陳宇在前,嫦娥和拎着兔籠的妲己則一左一右在他側後方,一路暢行無阻,衆人很快走完第一段通道,進入第一個殿堂,那是一個相當寬敞的圓形殿堂,直徑大約在五十米左右,邊緣空曠,正中心是一個兩米高的高臺,陳宇向殿堂中央的高臺看去時,只見高臺上面此時什麼東西也沒有,只是兩米來高的高臺本身卻在很多地方出現大大的裂痕,整個高臺似乎都被什麼東西給破壞過了。
“這裏以前似乎以與妾身同樣的石化狀態封印着某種怪物,”嫦娥道,“不過在妾身解除射日之弓的封印的同時,它似乎也自動解除封印了,然後在射日弓尋找主人你的時候,它已經不知道去了何方。”
“這樣嗎”
陳宇微微凝眉,既然這裏不是鄭旦所在的地方,便也不作逗留,看到對面還有通道,隨即繞過崩裂的高臺,走進第二段通道裏了。
嫦娥和妲己隨即跟了上去,不久,穿過後面的通道,衆人又看到了第二個、第三個寬敞的殿堂,以及兩個殿堂裏面同樣空空如也、同樣被破壞過的高臺。
最後
“鄭旦!!”
第四段通道盡頭,那道石門也早已開啓,從門外面走進去之後,最終的殿堂出現在了衆人面前,而這個時候,同樣的高臺上,一尊玉石之像靜靜地站在那裏,站在衆人眼前。
陳宇不由得快步走上前去。
那尊玉石之像,他再熟悉不過了,平常情況下。
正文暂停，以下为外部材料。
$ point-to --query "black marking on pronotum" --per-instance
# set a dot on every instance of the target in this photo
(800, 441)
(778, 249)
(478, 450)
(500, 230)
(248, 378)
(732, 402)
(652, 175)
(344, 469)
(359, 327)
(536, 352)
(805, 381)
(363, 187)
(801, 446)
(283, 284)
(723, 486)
他只需要隨便叫一聲她的名字,那位清麗脫俗的少女本來就應該馬上出現在他面前。並且很純樸地回答一聲“民女在”的。
但是現在她已經無法回應他的呼喚了。
陳宇很快走上前去,身後妲己拎着兔籠。也跟着快步上前,只有嫦娥微微猶豫了一下,似乎頗有些歉意,然後默默地、緩緩地也走了過去。
玉石之像,正是鄭旦。本來她是面對着嫦娥當初的石像、背對着宮殿門口而站立的,不過在嫦娥完全解除封印並且離開原來所站的位置之後,鄭旦的石像很快就自動移了過去因爲那裏事實上有着相應的法陣。
“鄭旦”
陳宇走到石像面前,略帶顫抖地伸出自己的右手,撫摸了一下石像的臉。現在他算是明白鄭旦是怎樣“代替”嫦娥承受永遠與須臾之罪了。
雖然有點兒自誇。但是陳宇還是可以比較肯定地說,鄭旦是很喜歡他的。化爲石像的鄭旦此時眼裏似乎還充滿了無盡的眷戀與不捨,在化爲這似乎可以永遠屹立於此的石像之前,她是不是還在回想着不久之前自己與她親吻的那一瞬間呢?
一瞬,永遠。
“鄭旦”身邊,妲己也輕聲唸了一下鄭旦的名字,然後微嘆口氣,看了看陳宇那一片憂傷的臉。
“抱歉啊,”這個時候。籠子裏的白兔說道,“我只知道這廟宇裏肯定封印着強大的力量、甚至可以是滅神之力,但沒想到”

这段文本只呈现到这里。